Marc Preusche, 34, ist Gründer und Geschäftsführer der Agentur LeRoi in Berlin, die sich auf Datenanalyse und deren konkrete Anwendung spezialisiert hat. Er berät Kunden wie Groupon, Moviepilot, Eventim oder RWE. »Jedes größere Unternehmen sammelt Daten, und das schon seit Jahren«, erklärt Preusche. »Doch anders als in der Forschung wurden diese Informationen in der Wirtschaft lange nicht genutzt.«
Etwa 90 Prozent aller Computerdaten weltweit wurden allein in den vergangenen zwei Jahren generiert. Eine immense Menge. Jeden Tag kommen 2,5 Milliarden Gigabyte dazu. Wie entdeckt man Sinn in diesem Meer an Informationen? Wie nutzt man die Potenziale zwischen den Zahlen?
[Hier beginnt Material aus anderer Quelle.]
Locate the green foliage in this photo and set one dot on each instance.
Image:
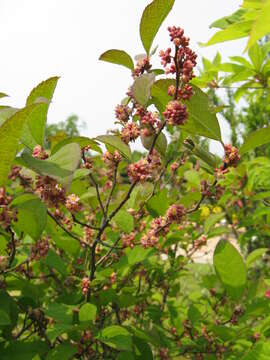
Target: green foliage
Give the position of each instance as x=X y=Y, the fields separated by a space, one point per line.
x=109 y=253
Viele Kunden von LeRoi tun sich schwer, jene Daten richtig zu nutzen, die tagtäglich erfasst werden. Ein Online-Shop zum Beispiel ermittelt durch Dienste wie Google Analytics, zu welcher Uhrzeit, aus welchem Land und durch welche Suchbegriffe Kunden auf die Website gelangen. »Das ist auch interessant«, sagt Iskriyana Vasileva, 29, Data Scientist bei LeRoi. »Aber es ist noch ein weiter Weg, bis man diese Daten auch nutzen kann, um etwa Werbung gezielter einzusetzen oder die Logistik in einem Unternehmen zu verbessern.« Und damit ist die Aufgabe der Datenanalysten schon gut beschrieben. Sie sammeln all jene Informationen, die ihr Unternehmen aufzeichnet oder die ihnen Kunden zur Verfügung stellen. Dann beginnt die Sichtung. »Um eine Kaufentscheidung nachzuvollziehen, sehen wir uns zum Beispiel an, auf welcher Webseite oder in welchem Newsletter der Nutzer auf einen Link zur Webseite des Kunden geklickt hat. Nach einer Bestellung wissen wir, wo der Kunde wohnt, und können sehen, ob in seiner Gegend Plakate des Online-Shops hängen«, sagt Marc Preusche. »So bekommen wir ein umfangreiches Bild.« Danach beginnt die Analysearbeit, die manchmal Ähnlichkeiten mit dem Vorgehen von Detektiven hat. Sie erfordert Geduld. Beispiel Newsletter: Wenn bei einem Kunden die Aussendung an einem Samstag einigermaßen gut funktioniert, ist er schon zufrieden. Aber ist damit schon das ganze Potenzial geborgen? »Effektiver ist es, mit einem Test alle Möglichkeiten zu eruieren und herauszufinden, an welchem Wochentag und zu welcher Tageszeit die Ansprache über den Newsletter wirklich am besten klappt«, sagt Marc Preusche.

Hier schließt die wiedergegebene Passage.